The important novelties are instead from the medical point of view. From the medical point of view nowadays we have completely changed the opportunities that we can offer to our patients. Specifically when you have a stage 4 non-operable melanoma patient the first evaluation comes from the molecular biology aspect. We need to study the patients for the possible different mutations that the tumour presents and these are the famous BRAF mutation, the NRAS mutation or the c-KIT mutation. BRAF is something that happens in between 40-60%, depending on the different populations, of patients with melanoma. NRAS encodes nearly 15-20% and 15% for c-KIT which is mainly linked to the acral melanomas and to the mucosal melanomas.

The most important results in terms of clinical efficacy using the inhibitors of these pathways are related to the BRAF mutation and the trend now is to treat patients with both a BRAF inhibitor and MEK inhibitor. We have different companies working on these new drugs and I should say that the average is, of course, of an equivalent efficacy, a little bit of difference in toxicity from one drug to the other one but at least we can say that we obtain up to 60% of clinical responses while the big question is how long do these responses last. So after six months, eight months, one year in the majority of patients unfortunately we see progression of the disease again which is often a very rapid progression of the disease.
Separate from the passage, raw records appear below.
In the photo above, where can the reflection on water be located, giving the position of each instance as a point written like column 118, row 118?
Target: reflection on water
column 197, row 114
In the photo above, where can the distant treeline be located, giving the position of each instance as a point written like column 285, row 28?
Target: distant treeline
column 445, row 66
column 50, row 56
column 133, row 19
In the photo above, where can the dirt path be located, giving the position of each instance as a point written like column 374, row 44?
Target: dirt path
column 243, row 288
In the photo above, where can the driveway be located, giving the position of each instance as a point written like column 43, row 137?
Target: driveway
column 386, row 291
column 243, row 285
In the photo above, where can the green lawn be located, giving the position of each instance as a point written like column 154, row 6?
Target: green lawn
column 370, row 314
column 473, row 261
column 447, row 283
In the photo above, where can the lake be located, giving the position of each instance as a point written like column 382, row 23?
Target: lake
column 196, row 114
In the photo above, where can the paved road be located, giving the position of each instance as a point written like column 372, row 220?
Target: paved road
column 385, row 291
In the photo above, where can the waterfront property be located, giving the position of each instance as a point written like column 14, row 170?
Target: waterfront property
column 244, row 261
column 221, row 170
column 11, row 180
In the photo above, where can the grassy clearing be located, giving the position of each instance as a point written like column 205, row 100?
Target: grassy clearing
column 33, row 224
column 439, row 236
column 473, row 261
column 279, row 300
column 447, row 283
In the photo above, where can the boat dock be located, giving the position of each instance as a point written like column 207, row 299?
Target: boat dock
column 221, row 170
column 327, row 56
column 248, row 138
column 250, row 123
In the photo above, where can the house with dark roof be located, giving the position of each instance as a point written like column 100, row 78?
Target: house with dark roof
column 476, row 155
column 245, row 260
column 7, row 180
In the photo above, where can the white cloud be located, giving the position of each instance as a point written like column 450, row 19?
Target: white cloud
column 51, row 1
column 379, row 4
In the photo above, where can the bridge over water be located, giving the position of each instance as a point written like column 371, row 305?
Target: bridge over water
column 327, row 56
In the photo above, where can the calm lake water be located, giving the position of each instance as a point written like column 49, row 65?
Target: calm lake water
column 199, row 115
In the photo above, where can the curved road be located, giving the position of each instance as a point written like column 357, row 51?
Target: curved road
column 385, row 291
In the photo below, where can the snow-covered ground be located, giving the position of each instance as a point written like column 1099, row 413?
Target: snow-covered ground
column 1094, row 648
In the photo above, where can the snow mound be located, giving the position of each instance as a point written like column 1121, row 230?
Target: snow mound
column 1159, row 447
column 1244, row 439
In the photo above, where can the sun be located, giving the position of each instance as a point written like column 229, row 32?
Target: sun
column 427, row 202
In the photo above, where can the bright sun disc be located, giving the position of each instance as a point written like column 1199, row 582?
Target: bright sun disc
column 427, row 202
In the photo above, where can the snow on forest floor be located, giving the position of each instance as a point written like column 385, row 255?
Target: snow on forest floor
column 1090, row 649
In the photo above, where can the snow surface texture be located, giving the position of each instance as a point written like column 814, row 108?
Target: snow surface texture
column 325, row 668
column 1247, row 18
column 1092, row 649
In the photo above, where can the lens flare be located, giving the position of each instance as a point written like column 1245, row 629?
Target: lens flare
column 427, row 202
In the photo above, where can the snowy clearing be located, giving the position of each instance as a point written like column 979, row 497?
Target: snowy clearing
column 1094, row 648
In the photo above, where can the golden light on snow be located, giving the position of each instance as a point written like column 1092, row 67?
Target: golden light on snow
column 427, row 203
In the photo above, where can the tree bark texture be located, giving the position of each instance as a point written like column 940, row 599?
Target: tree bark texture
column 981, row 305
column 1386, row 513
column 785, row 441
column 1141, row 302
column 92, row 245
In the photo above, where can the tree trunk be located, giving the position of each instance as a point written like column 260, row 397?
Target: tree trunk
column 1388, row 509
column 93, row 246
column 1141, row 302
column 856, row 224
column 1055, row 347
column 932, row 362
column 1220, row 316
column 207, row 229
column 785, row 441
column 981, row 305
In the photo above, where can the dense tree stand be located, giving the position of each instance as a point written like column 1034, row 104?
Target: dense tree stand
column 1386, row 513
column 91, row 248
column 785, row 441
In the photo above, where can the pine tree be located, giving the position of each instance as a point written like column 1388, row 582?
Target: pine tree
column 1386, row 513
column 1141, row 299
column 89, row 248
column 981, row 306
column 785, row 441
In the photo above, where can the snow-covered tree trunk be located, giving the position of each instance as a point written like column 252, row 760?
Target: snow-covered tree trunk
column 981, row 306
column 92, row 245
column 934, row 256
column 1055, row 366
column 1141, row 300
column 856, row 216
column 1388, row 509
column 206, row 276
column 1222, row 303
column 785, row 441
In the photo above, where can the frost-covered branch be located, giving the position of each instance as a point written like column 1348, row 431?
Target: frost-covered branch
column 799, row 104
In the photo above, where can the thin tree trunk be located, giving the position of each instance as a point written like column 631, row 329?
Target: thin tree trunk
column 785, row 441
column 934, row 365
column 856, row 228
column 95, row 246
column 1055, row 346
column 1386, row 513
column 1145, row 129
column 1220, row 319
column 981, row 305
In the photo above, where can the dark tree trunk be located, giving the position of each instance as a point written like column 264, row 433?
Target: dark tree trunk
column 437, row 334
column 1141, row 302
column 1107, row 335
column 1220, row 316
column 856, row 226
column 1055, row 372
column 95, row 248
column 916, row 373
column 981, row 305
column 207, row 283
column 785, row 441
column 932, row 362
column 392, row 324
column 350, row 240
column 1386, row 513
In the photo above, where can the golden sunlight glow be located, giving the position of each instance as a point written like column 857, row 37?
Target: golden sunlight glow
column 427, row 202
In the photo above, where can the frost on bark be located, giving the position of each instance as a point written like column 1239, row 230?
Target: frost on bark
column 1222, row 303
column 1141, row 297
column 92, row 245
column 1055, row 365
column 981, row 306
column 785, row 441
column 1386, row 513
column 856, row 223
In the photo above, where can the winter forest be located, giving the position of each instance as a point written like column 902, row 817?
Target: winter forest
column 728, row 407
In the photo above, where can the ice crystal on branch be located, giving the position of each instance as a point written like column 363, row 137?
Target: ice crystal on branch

This is the topic of targeted therapy, the other important aspect comes from immunotherapy. Where we talk of immunotherapy we talk first of all of ipilimumab, which was the very first drug to be approved in terms of improving overall survival of advanced melanoma patients. But here we are talking of maybe less than 30% of benefit. The new drug is PD1 and this drug is under, let’s say, evaluation from the concept of waiting for the results of the phase III studies where we have been studying both the combination of PD1 plus ipilimumab, PD1 alone or ipilimumab alone in a very important phase III study. The results should be ready within maybe one or two years maximum so that we have the possibility to treat our patients at least with PD1 but I really think that the combination of PD1 and ipilimumab will give the best response rate and overall survival results to these patients who are really in a very, very delicate situation from the clinical point of view. Because if they, for example, would be characterised by disease without any mutation like those that I mentioned before, BRAF, NRAS or c-KIT, then the only other alternative that these patients have to be treated is through either the standard chemotherapy, 5% of survival at five years, or these new drugs which are, of course, PD1 and ipilimumab. Until we have the commercial use we could treat patients under clinical studies, now the majority of these clinical studies are under evaluation of the results so we are really waiting hopefully for the possible commercial use of these new products as soon as possible.

Can these immunomodulatory drugs be offered to all patients?

For immunotherapy so far there is no selection criteria to be identified in terms of which patient could benefit and which could less benefit. This is a very important question, this is a very important aspect of research but so far we are offering this kind of approach to all the patients who may need it.